云々な説明はされているのですが、要約すると「全電源が独立しているから安心だよ!」というもので、デカくて重くて高価な割に支持率の高いパワーサプライなのだそうな。

その証として、一度は国内の取り扱いが無くなったものの現在は再販されていますし、実際にコレが文句の通りの良い製品なのかは技術的知識も無いので知りませんが、まぁ、多機能だし、コレを使用している時は電気的な問題で悩んだことが無いことは確かなので、良い製品なのでしょうね。

デカい図体も、代理店が同じということの恩恵なのかペダルトレインの床下収納を使えば問題は無いですし、ほぼ考え無し買ったので予想外でしたが、出力コンセント付きなのでHot Boxも挿せますし、私にとって恩恵はありませんでしたが、製品下部のDIPスイッチも非常に便利だと思います。
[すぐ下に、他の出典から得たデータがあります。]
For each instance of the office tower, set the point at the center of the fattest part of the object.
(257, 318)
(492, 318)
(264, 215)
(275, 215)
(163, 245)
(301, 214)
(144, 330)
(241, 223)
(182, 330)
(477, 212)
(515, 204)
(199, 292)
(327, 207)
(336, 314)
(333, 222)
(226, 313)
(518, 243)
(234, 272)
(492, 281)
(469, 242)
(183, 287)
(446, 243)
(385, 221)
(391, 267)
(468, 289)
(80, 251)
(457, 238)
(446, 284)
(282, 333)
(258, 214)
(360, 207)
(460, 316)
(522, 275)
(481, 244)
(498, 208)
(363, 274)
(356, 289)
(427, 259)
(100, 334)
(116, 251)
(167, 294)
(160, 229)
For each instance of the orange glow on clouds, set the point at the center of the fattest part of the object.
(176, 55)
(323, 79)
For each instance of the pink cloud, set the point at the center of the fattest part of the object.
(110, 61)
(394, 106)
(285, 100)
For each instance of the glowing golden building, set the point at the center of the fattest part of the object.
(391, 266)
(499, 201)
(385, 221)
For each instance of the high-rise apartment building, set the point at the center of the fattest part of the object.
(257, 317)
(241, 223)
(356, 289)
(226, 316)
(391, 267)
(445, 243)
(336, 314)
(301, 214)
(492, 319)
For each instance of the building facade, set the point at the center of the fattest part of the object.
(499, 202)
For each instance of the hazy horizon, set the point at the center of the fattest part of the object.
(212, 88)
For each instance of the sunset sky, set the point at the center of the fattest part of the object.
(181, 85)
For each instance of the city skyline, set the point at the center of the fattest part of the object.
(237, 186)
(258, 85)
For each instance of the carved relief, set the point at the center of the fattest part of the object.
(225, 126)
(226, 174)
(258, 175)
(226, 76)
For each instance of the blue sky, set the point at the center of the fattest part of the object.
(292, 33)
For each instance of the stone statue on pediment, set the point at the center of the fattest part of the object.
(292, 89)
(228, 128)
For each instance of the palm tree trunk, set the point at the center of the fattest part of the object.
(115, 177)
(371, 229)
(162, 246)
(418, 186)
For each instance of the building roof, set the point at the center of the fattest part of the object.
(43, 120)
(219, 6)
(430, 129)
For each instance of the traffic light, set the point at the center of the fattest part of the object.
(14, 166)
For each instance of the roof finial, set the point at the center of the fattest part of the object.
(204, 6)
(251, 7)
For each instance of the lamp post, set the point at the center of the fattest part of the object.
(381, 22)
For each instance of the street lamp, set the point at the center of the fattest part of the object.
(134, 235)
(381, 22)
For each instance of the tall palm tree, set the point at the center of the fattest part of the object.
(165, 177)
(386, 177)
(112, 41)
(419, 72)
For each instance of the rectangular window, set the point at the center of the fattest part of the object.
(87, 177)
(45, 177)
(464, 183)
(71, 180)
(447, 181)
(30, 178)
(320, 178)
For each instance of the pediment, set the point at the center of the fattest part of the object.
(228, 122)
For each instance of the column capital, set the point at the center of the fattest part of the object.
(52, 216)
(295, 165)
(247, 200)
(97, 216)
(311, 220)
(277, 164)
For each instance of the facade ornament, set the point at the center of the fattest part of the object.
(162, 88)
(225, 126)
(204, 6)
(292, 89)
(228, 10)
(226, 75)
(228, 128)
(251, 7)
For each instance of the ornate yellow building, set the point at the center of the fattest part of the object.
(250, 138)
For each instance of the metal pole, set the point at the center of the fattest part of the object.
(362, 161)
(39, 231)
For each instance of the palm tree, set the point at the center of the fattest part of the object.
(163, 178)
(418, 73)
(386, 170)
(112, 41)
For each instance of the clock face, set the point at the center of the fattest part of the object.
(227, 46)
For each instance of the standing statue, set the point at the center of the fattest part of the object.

ということで「とりあえずコレ買っとけばいっか」は運も良く(?)正解でした。

所謂「独立型電源」と呼ばれるタイプなので、色んなタイプの電源が必要な方は勿論、電源も品質優先なら間違いの無い製品。

あとは、まぁ、デカいんだよなぁ・・・。

う~ん・・・、やっぱりデカいよなぁ・・・。